Mixing physical activities and literacy is one of the best way to make these topics engaging and fun. Physical education and reading are important developmental skills for children to learn at a young age. When I took physical education classes as a child, I personally loved when the teacher narrated the physical actives through stories and songs. There is a particular physical education activity from kindergarten that has somehow stuck in my memory after all of these years. I have often wondered why this is, and I realize it is quite simple—the activity was fun that was easy to remember and engaging. It challenged emerging physical skills, and it referenced spatial awareness and word recognition. Most importantly, this physical activity linked directly to a great book, “Bears in the Night,” by Stan and Jan Berenstain.
What We'll Cover
What Is ‘Bears in the Night’ About?
“Bears in the Night” follows seven young bears that sneak out of their bed one night and wander into the dark wilderness. The bears go out their window, down a tree, over a wall, under a bridge, around a lake, through woods, and up a hill, where they are spooked by an owl. They then go back to their bed repeating the steps it took to get there. Now, I understand this activity from a literacy perspective. Our teacher introduced and read this book to us several times, focusing on the spatial words such as “up” and “down.” We became familiar with the story, and were able to retell it referencing the illustrations.
How the Activity Works
The activity that went along with Bears in the Night went like this: an obstacle course was set up in the gym. Each obstacle represented a part of the story. For example, when the bears went out their window, a hula hoop was set up for children to crawl through. I remember that we started on a mat, pretending to be the bears fast asleep. The gym teacher hooted like an owl, which woke the bears up (just like the beginning of the story), and one by one, we went through each obstacle in the same order as the story. Once we climbed the hill at the end, we repeated the course in the opposite direction until we were back “asleep” on the mat.
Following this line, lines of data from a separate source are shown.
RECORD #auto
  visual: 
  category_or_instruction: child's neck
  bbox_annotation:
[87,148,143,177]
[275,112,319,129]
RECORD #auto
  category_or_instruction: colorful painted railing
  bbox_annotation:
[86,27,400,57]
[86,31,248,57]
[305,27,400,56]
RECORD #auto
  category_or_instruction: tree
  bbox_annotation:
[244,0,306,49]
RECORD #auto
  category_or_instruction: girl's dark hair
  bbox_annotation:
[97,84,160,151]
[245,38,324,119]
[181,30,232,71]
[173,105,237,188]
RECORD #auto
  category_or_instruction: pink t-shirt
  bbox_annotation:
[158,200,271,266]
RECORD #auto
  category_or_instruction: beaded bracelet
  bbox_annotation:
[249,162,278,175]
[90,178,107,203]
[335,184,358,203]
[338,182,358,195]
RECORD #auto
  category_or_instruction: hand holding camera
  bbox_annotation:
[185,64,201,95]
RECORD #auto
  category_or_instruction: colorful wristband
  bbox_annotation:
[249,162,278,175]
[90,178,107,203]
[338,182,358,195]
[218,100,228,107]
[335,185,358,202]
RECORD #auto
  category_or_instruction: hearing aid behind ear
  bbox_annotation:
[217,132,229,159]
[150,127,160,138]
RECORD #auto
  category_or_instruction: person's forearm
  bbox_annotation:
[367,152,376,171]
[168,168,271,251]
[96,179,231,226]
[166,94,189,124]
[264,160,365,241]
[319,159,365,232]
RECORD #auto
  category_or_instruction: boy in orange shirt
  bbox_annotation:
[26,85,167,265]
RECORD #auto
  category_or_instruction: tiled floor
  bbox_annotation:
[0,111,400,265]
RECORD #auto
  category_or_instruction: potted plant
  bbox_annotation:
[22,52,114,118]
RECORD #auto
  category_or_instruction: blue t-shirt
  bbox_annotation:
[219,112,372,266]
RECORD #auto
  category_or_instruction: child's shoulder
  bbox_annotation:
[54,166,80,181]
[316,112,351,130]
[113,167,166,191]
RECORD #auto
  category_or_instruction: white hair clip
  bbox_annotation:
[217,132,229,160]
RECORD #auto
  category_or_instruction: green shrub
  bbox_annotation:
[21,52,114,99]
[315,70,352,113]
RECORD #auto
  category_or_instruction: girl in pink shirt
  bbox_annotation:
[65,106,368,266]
Final Thoughts on the Activity
This is a great activity, and I am glad I remembered it. This is an activity that allows children to demonstrate emerging developmental behaviors, physical skills, and content knowledge. Additionally, this activity can be used at school and at home. It’s also one of those activities that can take place indoors and outdoors. You can make the activity fun by switching up the obstacles and adding your own spin on the moves. Children will enjoy mixing up the storyline, as well as the different physical activities they must follow. Looking back at the activity, I can’t help but think how fun it would be to go through this obstacle course again as an adult.